BANDUNG, TEROPONGMEDIA.ID – Tanpa banyak keraguan, Amanda Anisimova menjadi salah satu wajah paling dominan dan inspiratif di WTA musim 2025. Bukan hanya karena dua gelar WTA 1000 yang ia raih di Doha dan Beijing, atau keberhasilannya melaju ke dua final Grand Slam beruntun di Wimbledon dan US Open. Lebih dari itu, musim ini membuktikan bahwa petenis berusia 24 tahun tersebut telah melewati sebuah transformasi, personal dan profesional yang menempatkannya pada level tertinggi kariernya.

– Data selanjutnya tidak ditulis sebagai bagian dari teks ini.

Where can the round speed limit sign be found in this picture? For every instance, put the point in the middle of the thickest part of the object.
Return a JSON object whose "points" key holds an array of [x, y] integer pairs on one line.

Perjalanan Anisimova tidak sekadar deretan kemenangan. Ia adalah gambaran seorang atlet yang bangkit dari titik terendah. Pada 2022, ia sempat menarik diri dari dunia tenis setelah dilanda cedera, penurunan performa, hingga masalah kesehatan mental yang memburuk. Kariernya nyaris terhenti.
Ketika kembali pada 2024, ia bahkan berada di luar peringkat 400 dunia. Namun, langkah demi langkah, ia membangun ulang fondasi kariernya. Momentum pertama muncul ketika ia mencapai final WTA 1000 Kanada pada 2024, mengangkatnya kembali ke jajaran 40 besar.
Kebangkitan penuh baru benar-benar terlihat pada musim 2025. Gelar di Doha membuka jalan bagi penampilan konsisten sepanjang tahun. Puncaknya datang di Wimbledon ketika ia memecahkan dominasi Aryna Sabalenka di semifinal. Meski kalah dari Iga Swiatek di final, performanya menjadi peringatan bahwa ia telah kembali sebagai kekuatan besar.
Baca Juga:
Aryna Sabalenka Tumbangkan Cori Gauff, Lolos ke Semifinal WTA Finals 2025
Dua bulan kemudian di US Open, Anisimova mengukir cerita baru. Di hadapan publik AS, ia menyingkirkan Swiatek dalam perjalanan menuju final. Meski Sabalenka kembali menjadi batu sandungan, Anisimova menutup musim sebagai petenis peringkat 4 dunia, sebuah pencapaian yang terasa mustahil tiga tahun sebelumnya.
“Saya suka US Open, energinya tidak tertandingi. Itu adalah pengalaman yang luar biasa,” ucapnya.
Dalam wawancaranya bersama ABC News, ia mengungkapkan dimensi lain dari kebangkitan itu, ketenangan batin.
“Beberapa musim terakhir ini sungguh istimewa. Saya mengambil jeda, lalu saya merasa memulai kembali karier saya,” ujarnya.
“Saya berkembang menjadi diri saya yang sekarang, lebih bebas, lebih autentik. Jeda itu memberi saya ruang untuk kembali sebagai diri saya yang sebenarnya,” tukasnya.